The sobering scale of the damage was made plain in an earlier letter sent to the secretary of state, Marco Rubio, by two of the Senate’s most hawkish Republicans, intelligence committee chair, Tom Cotton, and judiciary committee chair, Chuck Grassley, both of whom spent months trying to get the bill passed.

Writing “with regret”, they asked Rubio to prepare the administration for a “potential significant gap in foreign intelligence collection”. In their letter, they “strongly urge” the secretary to “identify all intelligence targets on which the United States may lose valuable intelligence information” without the tool.

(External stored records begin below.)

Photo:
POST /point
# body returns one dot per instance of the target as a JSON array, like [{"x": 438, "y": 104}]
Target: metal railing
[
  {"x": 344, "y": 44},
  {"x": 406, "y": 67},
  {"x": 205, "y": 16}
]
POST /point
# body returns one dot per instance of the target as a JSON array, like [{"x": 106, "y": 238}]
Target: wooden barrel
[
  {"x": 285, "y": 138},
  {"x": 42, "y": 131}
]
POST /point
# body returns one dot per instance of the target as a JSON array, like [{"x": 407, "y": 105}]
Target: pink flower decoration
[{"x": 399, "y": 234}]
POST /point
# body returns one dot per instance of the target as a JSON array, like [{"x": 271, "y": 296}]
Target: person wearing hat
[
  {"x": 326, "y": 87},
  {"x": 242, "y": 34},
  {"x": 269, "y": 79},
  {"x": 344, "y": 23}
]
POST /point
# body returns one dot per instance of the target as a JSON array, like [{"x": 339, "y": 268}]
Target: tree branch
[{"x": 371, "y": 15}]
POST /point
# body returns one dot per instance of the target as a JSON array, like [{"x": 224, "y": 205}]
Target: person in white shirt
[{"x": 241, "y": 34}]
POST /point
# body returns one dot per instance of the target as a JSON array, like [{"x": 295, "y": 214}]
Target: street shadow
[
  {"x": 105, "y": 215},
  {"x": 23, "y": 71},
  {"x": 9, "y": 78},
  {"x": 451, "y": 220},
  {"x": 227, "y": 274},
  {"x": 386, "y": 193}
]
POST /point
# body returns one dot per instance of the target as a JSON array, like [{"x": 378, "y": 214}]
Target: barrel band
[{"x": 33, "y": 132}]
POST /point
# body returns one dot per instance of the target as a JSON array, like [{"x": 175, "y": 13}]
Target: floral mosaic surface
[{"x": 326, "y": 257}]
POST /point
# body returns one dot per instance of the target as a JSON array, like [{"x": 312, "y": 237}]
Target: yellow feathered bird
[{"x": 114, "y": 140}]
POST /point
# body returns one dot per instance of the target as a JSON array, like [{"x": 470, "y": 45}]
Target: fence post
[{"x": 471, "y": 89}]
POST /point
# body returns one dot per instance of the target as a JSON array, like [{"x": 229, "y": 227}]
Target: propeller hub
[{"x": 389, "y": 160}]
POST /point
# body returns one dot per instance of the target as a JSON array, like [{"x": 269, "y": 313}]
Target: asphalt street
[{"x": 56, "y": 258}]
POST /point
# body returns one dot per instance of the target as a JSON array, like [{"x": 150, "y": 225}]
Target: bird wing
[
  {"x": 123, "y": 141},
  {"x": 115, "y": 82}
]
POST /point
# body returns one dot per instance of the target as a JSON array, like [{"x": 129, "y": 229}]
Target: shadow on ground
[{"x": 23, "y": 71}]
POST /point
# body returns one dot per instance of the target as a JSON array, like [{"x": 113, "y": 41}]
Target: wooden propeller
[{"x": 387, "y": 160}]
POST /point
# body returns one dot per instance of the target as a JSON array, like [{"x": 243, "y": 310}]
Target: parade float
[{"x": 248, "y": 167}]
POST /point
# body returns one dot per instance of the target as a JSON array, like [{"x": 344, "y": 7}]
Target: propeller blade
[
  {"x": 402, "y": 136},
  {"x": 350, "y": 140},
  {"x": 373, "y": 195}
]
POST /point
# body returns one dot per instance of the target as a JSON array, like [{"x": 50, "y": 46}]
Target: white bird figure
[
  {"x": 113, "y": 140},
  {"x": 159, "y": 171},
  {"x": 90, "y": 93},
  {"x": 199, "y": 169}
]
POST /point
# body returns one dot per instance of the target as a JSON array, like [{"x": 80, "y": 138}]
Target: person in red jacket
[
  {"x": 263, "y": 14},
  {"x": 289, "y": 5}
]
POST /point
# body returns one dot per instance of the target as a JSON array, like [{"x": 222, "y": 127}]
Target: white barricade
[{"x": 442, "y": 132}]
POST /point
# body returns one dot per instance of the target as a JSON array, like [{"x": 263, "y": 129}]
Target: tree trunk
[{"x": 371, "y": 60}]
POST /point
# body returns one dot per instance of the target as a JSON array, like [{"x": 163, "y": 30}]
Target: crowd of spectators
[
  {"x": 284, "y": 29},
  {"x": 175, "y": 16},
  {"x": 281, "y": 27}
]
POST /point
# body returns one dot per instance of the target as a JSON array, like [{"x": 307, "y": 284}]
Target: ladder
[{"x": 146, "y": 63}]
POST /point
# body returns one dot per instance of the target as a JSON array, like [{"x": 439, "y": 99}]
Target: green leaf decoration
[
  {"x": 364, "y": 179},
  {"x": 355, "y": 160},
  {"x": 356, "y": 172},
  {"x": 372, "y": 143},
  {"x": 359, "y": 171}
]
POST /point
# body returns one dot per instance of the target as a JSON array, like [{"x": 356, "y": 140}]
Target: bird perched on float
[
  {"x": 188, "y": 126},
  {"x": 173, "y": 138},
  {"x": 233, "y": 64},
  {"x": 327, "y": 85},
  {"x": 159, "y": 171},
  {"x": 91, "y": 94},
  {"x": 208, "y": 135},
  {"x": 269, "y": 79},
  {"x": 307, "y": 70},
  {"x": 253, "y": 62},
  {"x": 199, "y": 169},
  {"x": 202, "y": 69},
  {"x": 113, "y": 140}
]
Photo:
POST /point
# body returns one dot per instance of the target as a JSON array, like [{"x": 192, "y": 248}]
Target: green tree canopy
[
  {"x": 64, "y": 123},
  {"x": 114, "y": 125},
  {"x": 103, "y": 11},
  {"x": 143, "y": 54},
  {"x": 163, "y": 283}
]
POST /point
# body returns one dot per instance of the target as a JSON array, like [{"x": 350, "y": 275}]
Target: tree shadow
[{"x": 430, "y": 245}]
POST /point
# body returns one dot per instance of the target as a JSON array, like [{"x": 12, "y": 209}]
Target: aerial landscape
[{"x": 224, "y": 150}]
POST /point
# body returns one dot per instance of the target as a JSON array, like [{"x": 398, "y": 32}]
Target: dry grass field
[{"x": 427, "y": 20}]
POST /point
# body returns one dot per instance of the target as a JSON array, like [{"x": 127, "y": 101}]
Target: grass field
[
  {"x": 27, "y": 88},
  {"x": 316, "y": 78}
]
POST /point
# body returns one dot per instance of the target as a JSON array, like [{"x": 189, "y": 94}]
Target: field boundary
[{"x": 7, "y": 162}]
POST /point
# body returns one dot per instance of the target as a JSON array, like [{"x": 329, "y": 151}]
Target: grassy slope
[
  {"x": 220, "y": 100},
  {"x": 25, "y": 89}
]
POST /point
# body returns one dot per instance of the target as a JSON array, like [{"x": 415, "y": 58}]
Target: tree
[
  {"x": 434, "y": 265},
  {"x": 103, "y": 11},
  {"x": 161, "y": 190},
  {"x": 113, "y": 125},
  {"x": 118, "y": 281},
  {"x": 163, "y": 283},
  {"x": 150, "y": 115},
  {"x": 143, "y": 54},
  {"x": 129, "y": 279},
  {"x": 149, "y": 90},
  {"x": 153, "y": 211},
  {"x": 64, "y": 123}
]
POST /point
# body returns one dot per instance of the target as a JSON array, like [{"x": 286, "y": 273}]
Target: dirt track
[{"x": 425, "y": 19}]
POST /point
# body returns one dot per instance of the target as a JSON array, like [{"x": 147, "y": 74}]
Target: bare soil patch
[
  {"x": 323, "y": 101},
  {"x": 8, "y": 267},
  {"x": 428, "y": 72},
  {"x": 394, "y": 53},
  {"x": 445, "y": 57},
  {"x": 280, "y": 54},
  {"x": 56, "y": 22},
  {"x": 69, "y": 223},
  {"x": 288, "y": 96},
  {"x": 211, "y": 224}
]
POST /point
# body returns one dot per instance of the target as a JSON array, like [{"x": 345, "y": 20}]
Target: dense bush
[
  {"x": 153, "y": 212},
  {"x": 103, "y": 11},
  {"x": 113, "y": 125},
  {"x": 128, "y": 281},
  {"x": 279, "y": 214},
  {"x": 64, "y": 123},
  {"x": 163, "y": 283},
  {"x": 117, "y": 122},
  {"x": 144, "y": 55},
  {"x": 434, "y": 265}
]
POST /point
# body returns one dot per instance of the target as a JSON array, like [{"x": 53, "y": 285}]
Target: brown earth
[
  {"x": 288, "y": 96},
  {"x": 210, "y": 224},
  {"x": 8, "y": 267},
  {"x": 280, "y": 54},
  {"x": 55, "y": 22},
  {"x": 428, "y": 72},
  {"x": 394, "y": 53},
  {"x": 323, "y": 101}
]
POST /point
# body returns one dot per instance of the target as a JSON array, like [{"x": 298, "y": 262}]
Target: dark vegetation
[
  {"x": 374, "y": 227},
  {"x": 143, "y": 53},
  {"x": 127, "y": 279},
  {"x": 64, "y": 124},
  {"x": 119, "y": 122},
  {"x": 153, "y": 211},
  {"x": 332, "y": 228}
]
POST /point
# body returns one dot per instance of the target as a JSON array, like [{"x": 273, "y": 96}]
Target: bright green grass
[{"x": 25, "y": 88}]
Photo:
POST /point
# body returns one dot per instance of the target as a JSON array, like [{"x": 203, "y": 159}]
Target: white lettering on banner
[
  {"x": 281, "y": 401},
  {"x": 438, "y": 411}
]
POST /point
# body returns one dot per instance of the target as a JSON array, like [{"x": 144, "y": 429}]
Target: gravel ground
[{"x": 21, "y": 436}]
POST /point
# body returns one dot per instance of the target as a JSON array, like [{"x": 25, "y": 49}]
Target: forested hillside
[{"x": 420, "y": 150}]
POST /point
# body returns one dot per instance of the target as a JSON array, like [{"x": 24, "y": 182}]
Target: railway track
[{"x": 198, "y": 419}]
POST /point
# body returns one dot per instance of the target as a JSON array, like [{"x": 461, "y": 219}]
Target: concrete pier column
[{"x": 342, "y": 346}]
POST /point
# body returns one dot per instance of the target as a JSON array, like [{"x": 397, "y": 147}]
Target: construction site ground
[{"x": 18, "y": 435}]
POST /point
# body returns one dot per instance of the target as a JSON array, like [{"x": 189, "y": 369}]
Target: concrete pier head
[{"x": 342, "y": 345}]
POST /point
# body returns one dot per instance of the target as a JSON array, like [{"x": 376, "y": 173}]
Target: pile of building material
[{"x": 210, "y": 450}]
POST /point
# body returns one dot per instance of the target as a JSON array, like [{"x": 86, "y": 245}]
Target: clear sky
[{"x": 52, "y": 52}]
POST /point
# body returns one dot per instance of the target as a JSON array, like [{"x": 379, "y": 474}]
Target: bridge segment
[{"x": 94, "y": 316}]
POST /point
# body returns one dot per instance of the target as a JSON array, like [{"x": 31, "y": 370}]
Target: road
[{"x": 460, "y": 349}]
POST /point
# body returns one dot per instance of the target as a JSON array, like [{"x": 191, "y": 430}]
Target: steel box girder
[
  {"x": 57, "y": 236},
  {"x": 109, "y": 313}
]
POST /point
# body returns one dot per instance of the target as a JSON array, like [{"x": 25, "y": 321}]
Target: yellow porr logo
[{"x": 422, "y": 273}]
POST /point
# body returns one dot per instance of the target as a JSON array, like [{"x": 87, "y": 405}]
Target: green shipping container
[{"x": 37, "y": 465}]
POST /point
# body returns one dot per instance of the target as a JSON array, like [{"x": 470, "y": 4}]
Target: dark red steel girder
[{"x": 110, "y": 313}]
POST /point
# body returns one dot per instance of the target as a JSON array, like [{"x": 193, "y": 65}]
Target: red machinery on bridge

They also called on the White House to draw up a contingency executive order to limit the disruption if the authority lapses. The letter made no mention of the Fisa court’s existing yearlong certification, which already provides the legal basis for continued collection.

One Senate aide familiar with the reauthorization discussions noted that Cotton’s office, which introduced the 702 reauthorization bill, has not engaged with Democrats on any possible Fisa reforms.

While attention has centered on the DNI vacancy, the attorney general is also one of the secretary’s responsible for overseeing section 702, including approving surveillance targeting procedures and supervising the FBI’s use of 702-derived information. That role is currently held by Todd Blanche, acting attorney general and a former Trump defense attorney with little national security experience, which raises questions about how much influence a change at the DNI would have on the program’s operation.

Complicating matters further, White House officials have been using the standoff to advance a longstanding push to dramatically shrink or abolish the office of the director of national intelligence altogether. That would mean Trump simply does not replace Pulte’s predecessor, Tulsi Gabbard, when she departs at the end of the month.

Mark Warner, a Virginia Democrat and the vice chair on the intelligence committee, said on Sunday that Pulte’s lack of credentials made Democratic votes almost impossible to secure.

“The idea that we’re going to allow Mr. Pulte to be potentially in charge of how this tool is used or manipulated, that’s going to be a very uphill path to convince Democrats,” Warner said on CNN. “This was a self-inflicted harm.”